January 27, 1877

Thomas Nast


Presidential Election 1876;

Tilden, Samuel J.;

No 'Places' indexed for this cartoon.

No caption

This Harper’s Weekly cartoon by Thomas Nast concerns the Electoral Commission Act passed by Congress to resolve the disputed presidential election of 1876.

In that election, the electoral vote returns were disputed in three Southern states—Florida, Louisiana, and South Carolina, as was the eligibility of one elector in Oregon. Democratic nominee Samuel J. Tilden narrowly won the popular vote, but needed one more electoral vote for a majority in the all-important Electoral College. Republican nominee Rutherford B. Hayes need all 20 of the disputed electoral votes to become president. After much acrimony and mutual recriminations, Congress passed the Electoral College Act in January 1877, which established a commission of five Senators, five Representatives, and five Supreme Court justices to decide the issue.

This cartoon registers the dissatisfaction that many Republicans, including candidate Rutherford Hayes, felt about the Electoral Commission Act: “Compromise—Indeed!” reads the caption. Democrats, on the other hand, widely supported the law, despite misgivings by candidate Samuel Tilden. Dominating this picture is the image of the cocked pistol and bullwhip, their meaning reinforced by menacing quotes—“Tilden or Blood”—printed on a profusion of papers.
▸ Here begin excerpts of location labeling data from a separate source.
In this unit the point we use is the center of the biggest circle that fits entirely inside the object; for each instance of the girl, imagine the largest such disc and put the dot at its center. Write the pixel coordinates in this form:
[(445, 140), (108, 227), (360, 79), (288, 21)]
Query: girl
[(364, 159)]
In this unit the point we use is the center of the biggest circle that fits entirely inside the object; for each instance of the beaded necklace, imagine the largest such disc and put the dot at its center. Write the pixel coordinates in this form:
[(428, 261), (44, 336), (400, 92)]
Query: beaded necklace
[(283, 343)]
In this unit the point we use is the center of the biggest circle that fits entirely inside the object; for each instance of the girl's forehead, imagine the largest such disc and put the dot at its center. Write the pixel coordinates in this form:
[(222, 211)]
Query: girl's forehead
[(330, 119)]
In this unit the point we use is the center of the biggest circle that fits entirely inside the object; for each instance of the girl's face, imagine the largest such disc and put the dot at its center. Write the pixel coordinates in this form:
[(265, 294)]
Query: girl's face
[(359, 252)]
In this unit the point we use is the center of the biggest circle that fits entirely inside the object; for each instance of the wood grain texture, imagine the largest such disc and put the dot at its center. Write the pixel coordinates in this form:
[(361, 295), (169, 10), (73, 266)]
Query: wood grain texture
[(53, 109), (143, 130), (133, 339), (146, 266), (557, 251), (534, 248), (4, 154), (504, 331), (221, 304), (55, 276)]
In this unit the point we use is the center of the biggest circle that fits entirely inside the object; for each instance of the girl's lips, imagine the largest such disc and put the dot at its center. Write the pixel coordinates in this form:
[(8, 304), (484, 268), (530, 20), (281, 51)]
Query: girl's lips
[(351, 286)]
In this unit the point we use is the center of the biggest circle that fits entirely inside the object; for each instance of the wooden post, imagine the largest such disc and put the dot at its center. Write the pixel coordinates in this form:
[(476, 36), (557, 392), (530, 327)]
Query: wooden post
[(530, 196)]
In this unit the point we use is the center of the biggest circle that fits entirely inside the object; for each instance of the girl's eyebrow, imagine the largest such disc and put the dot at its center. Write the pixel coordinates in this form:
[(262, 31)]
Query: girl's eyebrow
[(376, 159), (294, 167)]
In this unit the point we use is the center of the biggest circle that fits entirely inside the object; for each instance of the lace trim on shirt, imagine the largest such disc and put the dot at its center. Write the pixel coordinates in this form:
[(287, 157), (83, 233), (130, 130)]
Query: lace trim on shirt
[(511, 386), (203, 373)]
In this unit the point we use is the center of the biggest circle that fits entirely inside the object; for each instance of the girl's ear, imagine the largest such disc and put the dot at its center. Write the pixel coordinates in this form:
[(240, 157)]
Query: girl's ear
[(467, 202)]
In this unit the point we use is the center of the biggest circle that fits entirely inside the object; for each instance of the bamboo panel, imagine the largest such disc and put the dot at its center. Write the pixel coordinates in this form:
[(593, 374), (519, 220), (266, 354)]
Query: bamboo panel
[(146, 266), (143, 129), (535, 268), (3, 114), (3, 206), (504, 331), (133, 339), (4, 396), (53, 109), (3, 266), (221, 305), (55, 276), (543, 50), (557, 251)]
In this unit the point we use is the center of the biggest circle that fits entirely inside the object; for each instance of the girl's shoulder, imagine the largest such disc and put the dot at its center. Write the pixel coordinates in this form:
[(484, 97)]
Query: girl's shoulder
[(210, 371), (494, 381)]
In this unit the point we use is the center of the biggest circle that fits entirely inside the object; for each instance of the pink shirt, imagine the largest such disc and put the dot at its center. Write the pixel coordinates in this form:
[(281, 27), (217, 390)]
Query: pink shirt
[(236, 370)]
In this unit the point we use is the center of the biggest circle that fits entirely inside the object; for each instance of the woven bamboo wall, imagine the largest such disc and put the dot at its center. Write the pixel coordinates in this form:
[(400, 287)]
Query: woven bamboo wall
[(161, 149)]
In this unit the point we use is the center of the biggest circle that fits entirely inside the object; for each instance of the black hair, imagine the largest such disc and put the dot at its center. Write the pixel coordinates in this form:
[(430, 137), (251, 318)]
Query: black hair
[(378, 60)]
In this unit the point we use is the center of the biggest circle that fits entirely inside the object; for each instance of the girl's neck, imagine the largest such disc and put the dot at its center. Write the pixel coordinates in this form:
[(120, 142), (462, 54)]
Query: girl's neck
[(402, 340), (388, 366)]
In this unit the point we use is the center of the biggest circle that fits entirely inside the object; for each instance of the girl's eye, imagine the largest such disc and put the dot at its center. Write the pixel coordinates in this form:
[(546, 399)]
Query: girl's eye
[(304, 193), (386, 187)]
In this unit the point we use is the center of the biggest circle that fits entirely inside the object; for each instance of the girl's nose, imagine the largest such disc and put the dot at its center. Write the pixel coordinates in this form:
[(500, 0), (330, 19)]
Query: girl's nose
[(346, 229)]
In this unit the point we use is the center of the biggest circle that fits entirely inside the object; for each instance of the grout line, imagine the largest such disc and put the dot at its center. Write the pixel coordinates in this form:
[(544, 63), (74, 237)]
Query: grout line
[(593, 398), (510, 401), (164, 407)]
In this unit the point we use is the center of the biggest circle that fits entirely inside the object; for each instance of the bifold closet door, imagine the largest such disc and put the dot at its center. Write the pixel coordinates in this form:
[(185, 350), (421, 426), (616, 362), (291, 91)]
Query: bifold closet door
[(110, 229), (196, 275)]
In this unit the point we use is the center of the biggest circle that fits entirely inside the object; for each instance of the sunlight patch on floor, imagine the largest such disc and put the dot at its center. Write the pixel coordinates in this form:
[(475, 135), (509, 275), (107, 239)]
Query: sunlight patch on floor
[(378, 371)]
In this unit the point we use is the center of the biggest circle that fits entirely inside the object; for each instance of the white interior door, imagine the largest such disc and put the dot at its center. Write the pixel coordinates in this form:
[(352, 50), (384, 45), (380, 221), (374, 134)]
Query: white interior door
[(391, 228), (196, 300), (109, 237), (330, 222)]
To cartoonist Thomas Nast, at this point, the commission was merely an institutionalized way to allow Democratic coercion to prevail.

Subsequently, however, the presumptive 15th member of the Electoral Commission, Justice David Davis, was elected to the U.S. Senate by the Illinois state legislature. Davis was assumed to be sympathetic to the Democratic position, so when his place on the commission was taken by Justice Joseph Bradley, a Republican, cartoonist Thomas Nast’s view of the compromise improved considerably. In the end, the Electoral Commission would vote eight to seven to grant all the disputed electoral votes, and hence the presidency, to Hayes.